Parfaitement… Seulement, je vais vous dire, ça, c’est une habitude des grands couturiers… Tout est compté double.
Même les factures ?
Ah ! non, les factures… c’est le triple… Oui c’est ce qui nous distingue des petits couturiers. Eh ! puis, enfin, vous savez, comme ça, sans mètre… à vue d’œil… Euh ! Vous… vous n’auriez pas un mètre sur vous ?
Je ne crois pas ! Mais vous n’avez pas ça, vous ?
Non !… Euh ! c’est-à-dire si… j’en ai trop, seulement ils sont à l’atelier !… dans mes ateliers !… Mes vastes ateliers.
Il est très original, ce couturier… Mais dites-moi donc, monsieur ?… monsieur ? comment donc déjà ?
Monsieur…
Machin… Monsieur Machin !…
Machin ! Attendez donc ! mais j’ai déjà entendu ce nom-là quelque part.
Oui, Machin, c’est assez répandu. Nous sommes beaucoup de « Machin ».

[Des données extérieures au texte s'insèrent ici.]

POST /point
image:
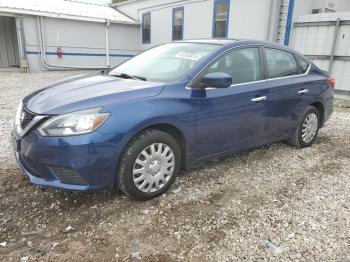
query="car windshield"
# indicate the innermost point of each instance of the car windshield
(164, 63)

Mais au fait… votre figure ne m’est pas inconnue… Où donc vous ai-je vu ?
Je ne sais pas… (À part.) Pourvu qu’il ne me reconnaisse pas ! (Haut.) Sans doute dans un endroit public… dans un monument… J’y vais beaucoup… au Panthéon… Panthéon-Courcelles…
Non… Ah ! je sais… c’est chez Moulineaux… le médecin de ma femme ; je vous ai entrevu… Vous vous faites bien soigner chez Moulineaux ?
Ah ! si peu. Vous savez, ça ne compte pas.
Vous avez raison… C’est un charlatan !
Ah ! mais dites donc ?…
Qu’est-ce que ça vous fait ?
C’est que… c’est mon médecin et je lui porte intérêt…
Après tout… je m’en moque. (Il s’assied sur la chaise de gauche qu’il place face à Moulineaux.) Dites-moi, qu’est-ce que vous faites à ma femme ?
Moi ?… rien !… ne croyez pas…
Comment… rien ?…
C’est-à-dire si… une… une polonaise… en tulle… avec des bouillonnés… en fourrure, ornés de jais… sur le pantalon.
Quel pantalon ?
Quel pantalon ?… Le pantalon du dessous… On ne le voit pas…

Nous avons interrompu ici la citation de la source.